Da stand es auf dem Plan, als hätte es auf mich gewartet. Die Buchstaben hinter dem Glaskasten schoben sich über die, die seit Wochen in meine Seele eingebrannt waren – und passten. So klar, als stünde es ebenfalls auf dem Plan, wusste ich, was ich als Nächstes zu tun hatte.

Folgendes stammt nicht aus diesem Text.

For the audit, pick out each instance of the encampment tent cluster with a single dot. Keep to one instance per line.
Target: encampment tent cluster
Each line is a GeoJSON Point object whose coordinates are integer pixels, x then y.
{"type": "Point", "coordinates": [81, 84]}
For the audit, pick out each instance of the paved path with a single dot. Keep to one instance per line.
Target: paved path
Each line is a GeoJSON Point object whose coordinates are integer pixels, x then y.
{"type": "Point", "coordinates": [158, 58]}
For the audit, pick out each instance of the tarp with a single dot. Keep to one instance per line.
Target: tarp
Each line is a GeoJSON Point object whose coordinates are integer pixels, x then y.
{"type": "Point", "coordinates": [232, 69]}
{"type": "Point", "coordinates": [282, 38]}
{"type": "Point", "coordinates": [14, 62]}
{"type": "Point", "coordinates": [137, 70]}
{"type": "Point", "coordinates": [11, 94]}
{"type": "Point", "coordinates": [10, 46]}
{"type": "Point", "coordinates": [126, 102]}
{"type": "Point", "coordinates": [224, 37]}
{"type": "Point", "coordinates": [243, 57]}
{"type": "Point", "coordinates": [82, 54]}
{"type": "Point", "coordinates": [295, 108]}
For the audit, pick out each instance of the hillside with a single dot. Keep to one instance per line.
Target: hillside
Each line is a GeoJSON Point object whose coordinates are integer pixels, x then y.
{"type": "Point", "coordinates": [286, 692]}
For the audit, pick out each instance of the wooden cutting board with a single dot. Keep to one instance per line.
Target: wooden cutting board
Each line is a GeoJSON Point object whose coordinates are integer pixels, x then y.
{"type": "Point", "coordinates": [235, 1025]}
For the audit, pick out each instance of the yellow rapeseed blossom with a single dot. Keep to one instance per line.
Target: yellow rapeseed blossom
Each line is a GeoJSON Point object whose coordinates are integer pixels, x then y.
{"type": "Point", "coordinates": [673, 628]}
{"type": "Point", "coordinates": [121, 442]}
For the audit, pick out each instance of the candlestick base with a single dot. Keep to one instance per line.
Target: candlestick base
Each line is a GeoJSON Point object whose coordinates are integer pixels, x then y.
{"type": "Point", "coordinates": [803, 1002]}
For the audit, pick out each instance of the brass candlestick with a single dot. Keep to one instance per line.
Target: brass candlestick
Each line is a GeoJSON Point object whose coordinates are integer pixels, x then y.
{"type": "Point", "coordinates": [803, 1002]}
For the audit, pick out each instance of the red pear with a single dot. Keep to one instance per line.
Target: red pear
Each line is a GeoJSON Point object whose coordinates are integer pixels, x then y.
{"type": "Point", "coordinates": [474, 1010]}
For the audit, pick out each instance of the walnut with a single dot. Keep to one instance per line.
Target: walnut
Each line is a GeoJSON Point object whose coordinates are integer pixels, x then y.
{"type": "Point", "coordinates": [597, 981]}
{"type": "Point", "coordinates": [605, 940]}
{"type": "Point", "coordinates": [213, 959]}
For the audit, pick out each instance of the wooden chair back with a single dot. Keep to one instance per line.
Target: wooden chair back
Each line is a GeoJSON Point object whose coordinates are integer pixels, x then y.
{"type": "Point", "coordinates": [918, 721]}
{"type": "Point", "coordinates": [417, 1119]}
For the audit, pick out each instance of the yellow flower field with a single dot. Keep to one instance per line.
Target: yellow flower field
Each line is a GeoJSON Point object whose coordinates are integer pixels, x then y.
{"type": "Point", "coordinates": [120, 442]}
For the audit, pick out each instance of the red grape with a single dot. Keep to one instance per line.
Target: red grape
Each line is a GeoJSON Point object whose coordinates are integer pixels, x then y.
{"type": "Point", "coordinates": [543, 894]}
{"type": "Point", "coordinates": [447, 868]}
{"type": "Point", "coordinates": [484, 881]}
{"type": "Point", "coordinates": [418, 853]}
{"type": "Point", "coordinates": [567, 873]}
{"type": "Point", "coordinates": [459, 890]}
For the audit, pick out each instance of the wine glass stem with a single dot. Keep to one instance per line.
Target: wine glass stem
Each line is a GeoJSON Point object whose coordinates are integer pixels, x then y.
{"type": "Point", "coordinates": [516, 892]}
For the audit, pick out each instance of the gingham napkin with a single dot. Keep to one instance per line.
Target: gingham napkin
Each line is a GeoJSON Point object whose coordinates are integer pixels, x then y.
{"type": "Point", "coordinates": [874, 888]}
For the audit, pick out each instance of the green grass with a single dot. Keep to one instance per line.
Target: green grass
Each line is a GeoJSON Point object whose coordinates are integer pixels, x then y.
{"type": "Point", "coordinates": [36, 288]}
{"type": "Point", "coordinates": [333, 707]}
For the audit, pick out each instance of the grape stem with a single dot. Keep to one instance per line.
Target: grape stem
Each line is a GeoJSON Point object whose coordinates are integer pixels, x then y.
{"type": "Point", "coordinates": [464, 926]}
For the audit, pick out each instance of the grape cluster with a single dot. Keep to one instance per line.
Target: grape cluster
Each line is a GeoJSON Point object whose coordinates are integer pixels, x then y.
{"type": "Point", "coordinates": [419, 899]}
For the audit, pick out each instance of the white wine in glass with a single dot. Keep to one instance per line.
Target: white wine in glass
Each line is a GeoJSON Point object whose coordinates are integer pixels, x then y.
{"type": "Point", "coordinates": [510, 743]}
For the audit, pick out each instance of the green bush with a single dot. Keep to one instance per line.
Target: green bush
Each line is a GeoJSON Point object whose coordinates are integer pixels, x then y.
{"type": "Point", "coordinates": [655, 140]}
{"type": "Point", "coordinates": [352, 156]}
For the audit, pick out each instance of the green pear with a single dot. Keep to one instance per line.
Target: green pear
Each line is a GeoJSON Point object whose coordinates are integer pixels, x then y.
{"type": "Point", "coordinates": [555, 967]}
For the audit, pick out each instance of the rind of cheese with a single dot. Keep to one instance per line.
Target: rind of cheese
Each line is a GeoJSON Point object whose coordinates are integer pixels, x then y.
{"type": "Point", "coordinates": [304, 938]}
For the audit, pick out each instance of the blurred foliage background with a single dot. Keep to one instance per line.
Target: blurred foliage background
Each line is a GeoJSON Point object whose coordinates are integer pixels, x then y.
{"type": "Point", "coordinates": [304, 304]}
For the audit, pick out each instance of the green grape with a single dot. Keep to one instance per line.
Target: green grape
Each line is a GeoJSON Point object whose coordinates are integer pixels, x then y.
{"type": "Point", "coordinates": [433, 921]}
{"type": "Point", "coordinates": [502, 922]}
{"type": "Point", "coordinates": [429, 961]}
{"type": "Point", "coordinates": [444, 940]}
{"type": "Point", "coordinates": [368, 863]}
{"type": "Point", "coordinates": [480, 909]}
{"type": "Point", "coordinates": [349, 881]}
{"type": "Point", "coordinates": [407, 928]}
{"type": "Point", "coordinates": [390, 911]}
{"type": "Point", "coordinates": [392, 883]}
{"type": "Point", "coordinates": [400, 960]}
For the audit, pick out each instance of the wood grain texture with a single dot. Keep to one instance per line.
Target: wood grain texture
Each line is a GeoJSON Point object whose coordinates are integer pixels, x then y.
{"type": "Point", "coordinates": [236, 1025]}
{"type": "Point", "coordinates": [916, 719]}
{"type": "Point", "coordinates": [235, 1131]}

Es schien mein Los zu sein, in der Schule ignoriert zu werden. Dem Lehrer konnte ich keinen Vorwurf machen, er war hinreichend damit beschäftigt, mit dreißig Erstklässlern die Bögen des Alphabets zu üben und hatte genau wie ich keine Ahnung, warum man mich ausgerechnet in seine Klasse gesetzt hatte und was wir miteinander anfangen sollten. Doch nach zwei Tagen des Vor-mich-hin-Starrens war ich auf die bahnbrechende Idee gekommen, Bücher aus meinem Regal bei den Shepards mit zur Schule zu nehmen, die ich mithilfe des Wörterbuchs – und stillschweigender Zustimmung des Lehrers – las. In den Pausen scharten sich bald die Kleinen um mich, fasziniert, dass eine Große, die kaum ein Wort richtig aussprach, ihnen dennoch aus Büchern vorlesen konnte. Eifrig gaben sie mir Tipps, überbaten sich darin, ihren Wortschatz mit mir zu teilen und wichen mir kaum noch von der Seite, bis mich der Lehrer schließlich im Unterricht herumgehen und ihnen beim Malen der Buchstaben helfen ließ. So anerkannt, mehr noch: zur Autorität erhoben, stellte ich nach wenigen Tagen überrascht fest, dass ich mich schon beim Aufstehen darauf freute, zur Schule zu gehen!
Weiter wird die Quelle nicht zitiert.